Knockout Noodles: Monday Lasagna at Club Lago
Growing up, I had a few friends with Italian roots. And for them, the term for that tomato-red stuff Mom poured over a plate of pasta noodles was "gravy." The word choice always struck me as odd—in my household, gravy was what blanketed your pot roast and Thanksgiving bird; it was salty, fortified with corn starch, and laden with enough onions to ensure a night of eventful digestion. What my buddies called gravy I always knew as "sauce."
Those little divergencies of language interest me, much like the way someone might favor the word "soda" over "pop." But in this case, I now know—having been set straight by Club Lago's mountainous Monday lasagna ($11)—that sauce and gravy aren't exactly synonymous. In fact, the two can be very different animals, and, when it comes to certain Italian-American comfort-food toppings, the latter is simply the mot juste.
Club Lago has been a neighborhood fixture since 1952. Even after a 2009 fire and subsequent rehab, the place still captures the essence of a bygone era, with its checkered tablecloths, whispering jazz music, and walls lined with hand-painted sailboats and black-and-white photos. The lasagna, a weekly special available on Mondays, also has a wonderful throwback quality to its presentation and execution: balanced on a thick oval plate stands a tall stack of swollen, fluffy, wavy noodles punctuated by a delicate stuffing of milky ricotta and juicy ground meat. A generous helping of an intriguing, meat-studded substance—rich, savory, slow-cooked, and ruddy-toned—had been lovingly spread across the multi-story architecture and its surroundings.

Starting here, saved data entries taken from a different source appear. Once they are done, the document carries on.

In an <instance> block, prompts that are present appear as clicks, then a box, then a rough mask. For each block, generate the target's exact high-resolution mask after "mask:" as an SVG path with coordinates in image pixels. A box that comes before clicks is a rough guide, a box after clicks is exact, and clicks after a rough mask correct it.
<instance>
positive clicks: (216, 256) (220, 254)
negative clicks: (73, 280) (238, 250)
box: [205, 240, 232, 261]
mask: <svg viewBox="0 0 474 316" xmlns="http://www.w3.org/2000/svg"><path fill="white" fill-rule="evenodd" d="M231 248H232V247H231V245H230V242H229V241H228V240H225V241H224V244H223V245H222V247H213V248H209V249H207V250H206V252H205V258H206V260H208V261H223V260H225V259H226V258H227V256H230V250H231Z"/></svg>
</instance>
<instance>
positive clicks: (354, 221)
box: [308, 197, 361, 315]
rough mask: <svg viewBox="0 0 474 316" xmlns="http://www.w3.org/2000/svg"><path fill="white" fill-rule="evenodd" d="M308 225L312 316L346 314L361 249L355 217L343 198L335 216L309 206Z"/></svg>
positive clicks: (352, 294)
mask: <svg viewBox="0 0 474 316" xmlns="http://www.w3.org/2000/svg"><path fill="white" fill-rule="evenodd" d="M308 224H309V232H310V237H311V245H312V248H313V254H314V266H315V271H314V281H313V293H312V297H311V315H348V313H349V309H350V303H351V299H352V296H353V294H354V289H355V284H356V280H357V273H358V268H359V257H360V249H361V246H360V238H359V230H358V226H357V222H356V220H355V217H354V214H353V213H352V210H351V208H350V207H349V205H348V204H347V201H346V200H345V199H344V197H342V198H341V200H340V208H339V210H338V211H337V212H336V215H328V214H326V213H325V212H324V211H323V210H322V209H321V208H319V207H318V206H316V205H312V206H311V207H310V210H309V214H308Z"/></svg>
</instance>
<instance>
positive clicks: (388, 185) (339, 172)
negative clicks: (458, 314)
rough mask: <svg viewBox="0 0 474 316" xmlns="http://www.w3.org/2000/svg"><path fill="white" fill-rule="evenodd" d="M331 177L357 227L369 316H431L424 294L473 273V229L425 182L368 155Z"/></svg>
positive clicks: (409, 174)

Once I began carving away at the bulging edifice, it wasn't long before I had leveled the whole thing. This lasagna is delicious, in its easygoing way, the kind of food, I thought later on, that you eat with your gut. Part of me wanted to size it up against newer Italian fare popular in Chicago right now. But quibbling over its lack of an oven crisp or roasted vegetables or much of any chef-driven flourishes would seem to miss the point of this lasagna; for its much more enjoyable to celebrate what it is rather than question what it isn't. It's a beautiful plate of food, covered in gravy that Mom would approve.